We all have voices in our head which talk to us on an almost constant basis. Our voices give us messages continually, and what they say to us affects us. —Juliene Berk

What you tell yourself is critically important. Stop telling yourself what you do not want to do or to have happen. Tell your brain only what you want to do and to have happen. Phrase it in the present tense as if it is already a done deal. The brain tends to get in gear and help you when it believes something is happening now.

Be careful what you say to yourself. This is the most important (human) voice that you are going to hear. —John C. Maxwell

The conscious mind can use language. What you say is translated into a picture or mental image in your mind’s eye. The subconscious mind does not use language per se. It follows the picture or mental image and tries to turn what it sees into an action, into reality.

Nearly one fourth of our entire day we are doing our self-talk while engaged in other tasks. —Heavey & Hurlburt

Daniel M. Wegner, PhD, has pointed out that what you tell yourself and the words you use make all the difference in the world. If you say, “Don’t think about the white bear,” a representation of a white bear goes into working memory, and you tend to think about it even more. Based on brain-imaging research, say only what you want to have happen, and speak as if the desired behavior is already in place. This is critical for altering behavior.

Your self-talk is the channel of behavior change. ―Gino Norri

Research by Dr. Ethan Kross found that using your “given name” and the pronoun “you” in self-talk empowered study participants, so that what others saw as a threat, they viewed as a doable challenge. Your brain functions much like a sponge. Using ‘I’ and ‘me’ subjectively hooks into your ego and self-esteem level. Using your first name and the word you helps depersonalize things slightly and indicates that you are working with your brain. For example, you might tell your brain, “Jordan, you are saying aloud what you want from the next room as you pass through the doorway.”
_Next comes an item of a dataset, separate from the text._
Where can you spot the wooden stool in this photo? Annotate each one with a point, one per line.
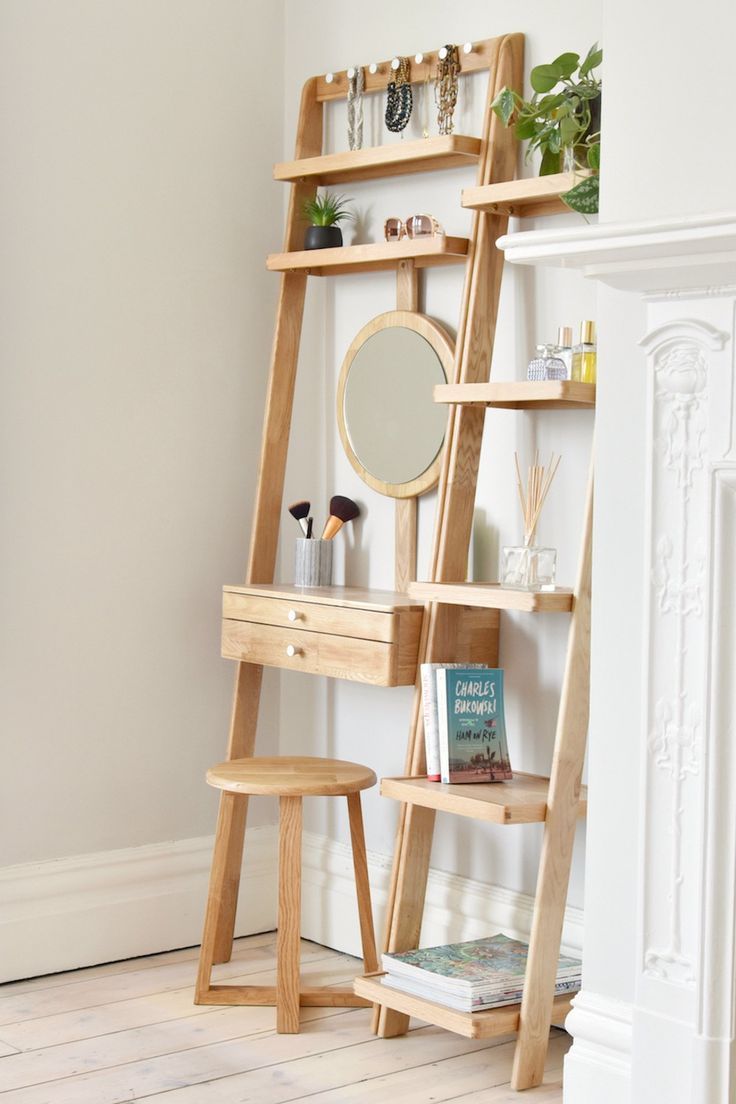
(290, 778)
Over half of all self-talk is unrelated to what we’re doing. —Killingsworth &Gilbert

Following are some additional examples to get you started.

1) “Marla, you are drinking a glass of water 30 minutes prior to eating.” Dehydration is linked with brain shrinkage and an increased risk of dementia. Many people drink little to no water a day, choosing colas and sugary juices and drinks that do not take the place of water in the brain.

2) “Mark, you are walking for 20 minutes before breakfast.” According to the Arthritis Foundation, a study from the University of Virginia Health System in Charlottesville found that men between the ages of 71 and 93 who walked more than a quarter of a mile per day had half the incidence of dementia and Alzheimer’s disease than those who walked less.

3) “Janeesa, you are exercising for 20 minutes before you eat breakfast.” The exercise turns on fat-burning enzymes that according to Candace B. Pert, PhD, can continue to be active for several hours.

4) “Lopez, you are in bed at 10:00 pm.” Studies have shown that the sleep prior to midnight is of higher quality than sleep after midnight. One hour of sleep before midnight may be worth 2-3 hours after midnight. Studies have shown that losing just one hour of sleep per night over time will shorten your life.

Self-reflection has been shown to be associated with beneficial qualities whereas self-rumination has been linked to anxiety and depression. —Racy, van Seggelen, Verhaeghen

Studies by Laura Berk reported that effective parents, teachers, and caregivers instruct children about the useful, step-by-step language for mastering any task through role- modeling effective self-talk. In turn, the children are more likely to use the language in their self-talk to teach themselves. For example, the child may say to themself: “Jack (or Jill), you are doing this.”

Most power is lost in one’s own mind by thinking negative thoughts, by worrying about the future, by focusing on the past, as opposed to thinking positive, strong, and happy thoughts. —Frederick Lenz

Listen to Chapter #2 of Just the Facts audiobook. If possible, walk around the room while you listen. At least walk in place. You may need another glass of water.

A positive mindset and self-talk plus consistent practical application of information—turned into knowledge through personal experience— matters! Understanding the science behind each component can motivate you to apply it in a way that works for you and that you will maintain for the rest of your life, helping you stay healthier and younger for longer.

An investment in knowledge always pays the best interest. —Benjamin Franklin

Your thoughts create your mindset—positive can-do or negative cannot do. Henry Ford knew this. History hints that this is the reason he pressed ahead and finally created a vehicle that was affordable for the average family. It is your job to tell your brain what it can do.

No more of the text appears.